French traveler Victor Guérin visited in 1870 and noted that "There are now not more than 150 residents, and it sits on a hill from which the view encompasses a considerable part of the Jezreel Valley." He further noted that there were "distinct traces" of ancient buildings.

In 1870/1871 (1288 AH), an Ottoman census listed the village in the nahiya of Shafa al-Gharby.

In 1882, the Palestine Exploration Fund's Survey of Western Palestine described Salem as a "small village standing above the road, with a well on the north".

===British Mandate===
In the 1922 census the population of the village was 44, all Muslim. Both in the 1931 census and in the 1945 statistics the population was counted with that of Rummanah.

=== Iraq and Jordan ===
During the 1948 Arab-Israeli War the village and the surrounding area came under Iraqi control. In March 1949 Jordanian forces replaced the Iraqi forces in Wadi Ara. On 3 April 1949 Israel and Jordan signed an armistice agreement in which Israel would receive the Wadi Ara area. During the war, 15 refugee families settled in the village.

===Israel===
In November 1954, a Jordanian force entered the village and attacked a squad of Magav policemen, wounding one. The incident caused outrage because the villagers did not report that the village was captured and did not oppose the force, allowing it to attack Israeli security personal. The villagers said they were in their homes and didn't see anything. The villagers had strong relations with the nearby Palestinian village of Rummanah, as two of Salem's clans originated in Rummanah. In the 1950s there was constant smuggling between the two villages. In the late 1950s, the Jewish kibbutz of Giv'at Oz established good relations with Salem as well as nearby Zalafa when a Kupat Holim clinic was built in the kibbutz which served the residents of Salem. Later the kibbutz provided water and transportation services to Salem and social contact was built up between both communities as the residents started learning Hebrew. The villagers started reporting the Israeli authorities about attacks coming from Jordan.

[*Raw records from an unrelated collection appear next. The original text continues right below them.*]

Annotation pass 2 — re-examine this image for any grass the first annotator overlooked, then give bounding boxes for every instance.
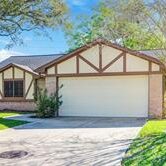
[140,120,166,137]
[0,112,28,130]
[122,120,166,166]
[0,112,19,118]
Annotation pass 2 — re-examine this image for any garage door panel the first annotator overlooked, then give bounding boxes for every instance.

Salem is one of the villages of Wadi Ara that lacked municipal status after the establishment of Israel. and was under the administration of mukhtars (village headmen) who were appointed by the Interior Ministry. and salem's muckhtar was named Taleb Abu Bakr These mukhtars administrated the village until 1992, when the Interior Ministry established the Nahal Iron regional council, uniting it with seven other Arab villages. Salem was one of the two villages that cooperated with the council, while the other villages objected to the administrative arrangement and sought independent municipal status for each village. During this period most of the existing roads in Salem were paved. To allay local concerns in other villages, the Interior Ministry established an investigative committee to examine other options, and in 1996, decided to split the regional council into two local councils, one of them is Ma'ale Iron, which includes Salem and the other one is Basma.

Since 2010 the Ma'ale Iron municipality building is located in the village. In 2024, weapons were found in the village suspected for ordinary criminal activity.

==Population==
According to the 2008 census of the Central Bureau of Statistics (CBS), Salem had 1,600 residents, 99.9% of them Muslim.
 49.8% were under age 17, 48.1% were aged 18–64, and 2.1% were over 65. The median age was 18.

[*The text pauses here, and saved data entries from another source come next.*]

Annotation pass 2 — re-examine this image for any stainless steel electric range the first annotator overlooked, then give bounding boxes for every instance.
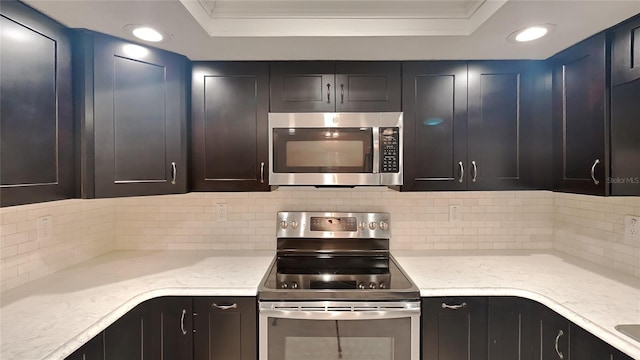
[258,211,420,360]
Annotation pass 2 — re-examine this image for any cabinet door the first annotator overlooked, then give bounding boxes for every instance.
[487,298,532,360]
[468,61,534,190]
[611,15,640,86]
[191,62,270,191]
[402,62,468,191]
[270,62,335,112]
[551,33,608,195]
[88,31,188,198]
[610,79,640,195]
[422,297,488,360]
[103,297,192,360]
[532,305,569,360]
[0,1,74,207]
[335,62,401,112]
[570,324,615,360]
[66,334,104,360]
[193,297,257,360]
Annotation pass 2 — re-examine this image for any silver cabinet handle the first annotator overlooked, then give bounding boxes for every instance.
[327,84,331,104]
[441,302,467,310]
[591,159,600,185]
[260,162,265,184]
[458,161,464,183]
[171,162,177,185]
[471,160,477,183]
[213,303,238,310]
[340,84,344,104]
[180,309,187,335]
[555,329,564,359]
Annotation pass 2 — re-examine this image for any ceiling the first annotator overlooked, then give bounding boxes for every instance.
[21,0,640,60]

Development of the population
| Year | 1922 | 1961 | 1972 | 1983 | 1995 | 2008 | 2016 |
|---|---|---|---|---|---|---|---|
| Population | 44 | 168 | 248 | 482 | 675 | 1,600 | 1,699 |

Salem is divided into two parts. The western part is inhabited by members of the Abu Bakr clan which originated in Ya'bad; in 2001 this clan numbered 3,500, of which 3,000 lived in the West Bank and 500 lived in Israel–300 in Salem and 200 in nearby Zalafa. The eastern part is inhabited by members of the Araf'aiya and Subaihat clans, as well as some other clans.

== Economy ==
According to the 2008 CBS census, 32.5% of residents were in the annual civilian labour force; 60.4% of the men; 0.9% of the women. 49.3% of the male workforce worked in construction; 9.8% in wholesale, retail trade, and Auto Mechanism; 8.8% in manufacturing; and the rest in other sectors. 100% of the female workforce worked in education.